Папа уже поднял молоток, я посмотрел на зажмуренные мамины глаза и на усталую улыбку Песахзона и понял, что все зависит от меня, если я ничего не сделаю, он умрет.
— Папа! — схватил я его за ногу.
— Что, Иоав? — спросил папа, все еще держа молоток в воздухе.
— Я хочу заработать еще шекель — сказал я умоляюще — Дай мне засунуть в него еще один шекель завтра, после шоко. А потом я разобью его. Завтра. Честное слово!
— Еще шекель? — улыбнулся папа и положил молоток на стол.
— Ты видела? Я воспитал у ребенка сознательность
— Да, сознательность. — сказал я. — Завтра — У меня в горле уже стояли слезы.
Вечером я дождался, когда папа закончил смотреть телевизор в салоне и ушел спать. И тогда я тихо-тихо встал, и прокрался вместе с Песахзоном на крыльцо. Мы долго шли вместе в темноте, пока не дошли до убранного поля.

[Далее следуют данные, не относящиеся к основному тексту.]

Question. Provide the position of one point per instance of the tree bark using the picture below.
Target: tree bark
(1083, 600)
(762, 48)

— Поросята обожают поля — сказал я Песахзону, опуская его на землю. — «Особенно, убранные поля. Здесь тебе будет хорошо». Я ждал ответа, но Песахзон не сказал мне ничего, и когда я поцеловал его на прощание в нос, только посмотрел на меня печально. Он знал, что никогда больше не увидит меня.
ПУСТЫЕ ЛЮДИ
Когда я был ребенком, к нам домой приходили разные люди и стучали в дверь. Папа смотрел в глазок, но не открывал. А они стучали в дверь, дико стучали, и я немного их боялся. Но папа всегда подходил ко мне и ложился рядом со мной на ковер, опираясь спиной на стенку пианино и крепко-крепко обнимал меня.
— Не бойся — шептал он — нечего бояться. Это всего-навсего пустые люди. И папа шептал мне на ухо:
— Шифман, открывай дверь. Мы знаем, что ты там. — А люди повторяли спустя секунду папины слова, только громко. И тогда они обходили дом несколько раз, пытаясь открыть трисы снаружи, и папа бормотал мне тихонько на ухо, а они бормотали вслед за ним на улице, как эхо.

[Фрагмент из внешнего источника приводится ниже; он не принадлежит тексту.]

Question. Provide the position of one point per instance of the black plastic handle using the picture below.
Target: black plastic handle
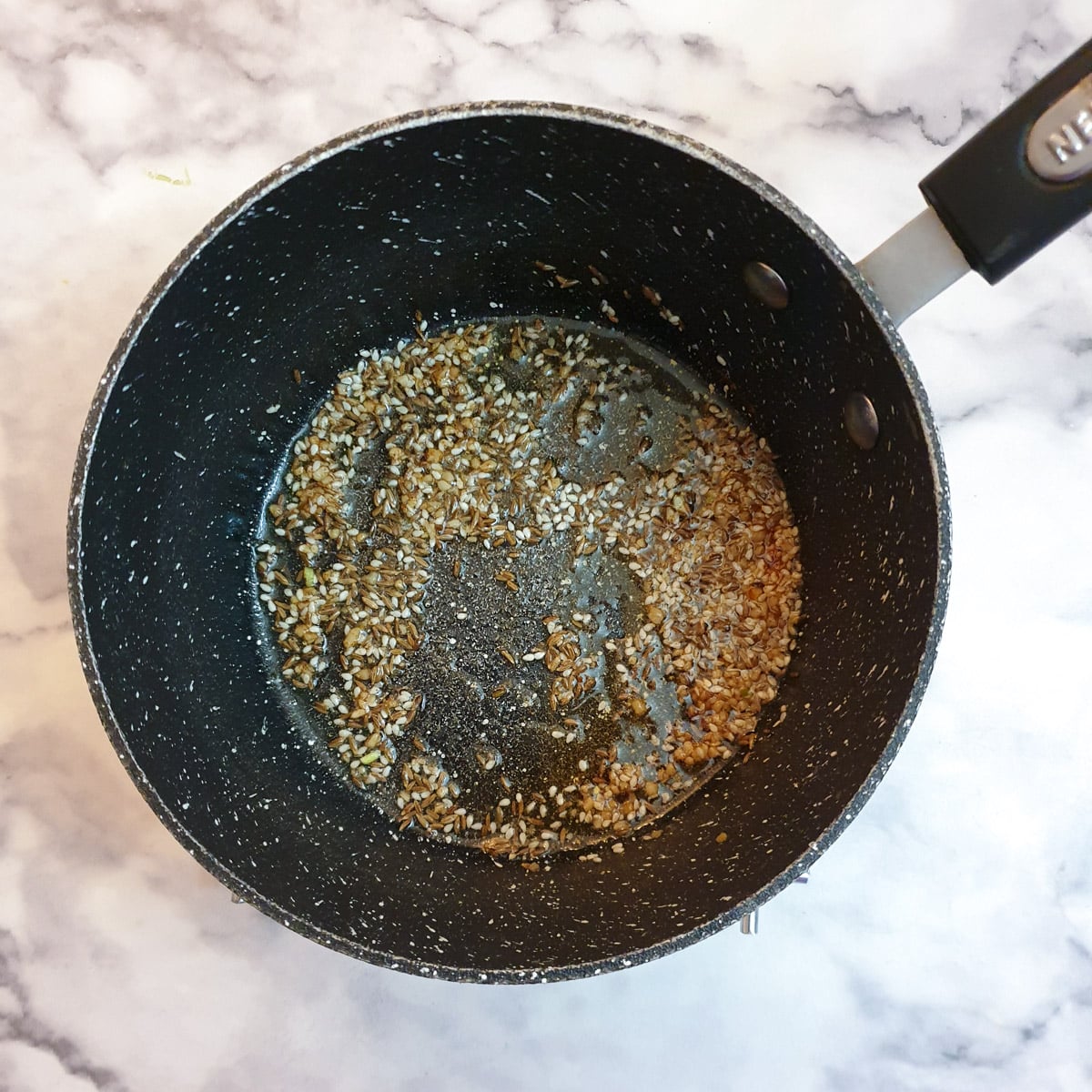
(997, 207)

— Ты видишь, — продолжал шептать мне папа — Нечего бояться. Они — пустые люди, без тела, без ничего, просто голоса.
И папа шептал:
— Мы еще вернемся, Шифман, нашел с кем связываться, — а они повторяли вслед за ним. И они всегда возвращались, пустые люди, а мы всегда прятались.

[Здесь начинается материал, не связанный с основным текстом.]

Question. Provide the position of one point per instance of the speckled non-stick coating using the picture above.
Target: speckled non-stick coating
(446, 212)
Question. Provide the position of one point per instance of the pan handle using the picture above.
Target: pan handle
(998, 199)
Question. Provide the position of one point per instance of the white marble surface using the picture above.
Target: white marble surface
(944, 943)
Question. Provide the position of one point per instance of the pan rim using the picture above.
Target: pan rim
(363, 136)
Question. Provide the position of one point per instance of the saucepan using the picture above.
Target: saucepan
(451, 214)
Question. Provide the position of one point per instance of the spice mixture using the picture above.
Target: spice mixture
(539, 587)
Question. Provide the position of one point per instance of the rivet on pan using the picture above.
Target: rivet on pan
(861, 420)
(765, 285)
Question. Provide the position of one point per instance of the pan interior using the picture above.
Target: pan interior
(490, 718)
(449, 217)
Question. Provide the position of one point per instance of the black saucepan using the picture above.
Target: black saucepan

И мама умерла не голосом, но телом, и мы пошли похоронить ее. С нами пошел человек, который плакал по ней, и папа показал мне по книжке, что именно он плакал, потому что это был один из них. И неделю было тихо, а потом снова они пришли. Мы продолжали прятаться в углу, иногда папа говорил, что они скажут, а иногда я. И я иногда удивлялся, тому, что когда-то боялся их, а теперь мои слова возвращаются от них, словно теннисный мячик, брошенный мною в стенку. Просто так, в самом деле, просто так. И папа тоже умер там в углу, возле пианино, когда я обнимал его, как он обнимал меня, когда я еще боялся. Он молчал, когда мы опускали его в могилу, и молчал, когда человек плакал по нему плачем, который можно прочесть в книжке, и продолжал молчать, когда его покрыли землей. А я молчал вслед за ним, потому что в конце концов и я был один из тех.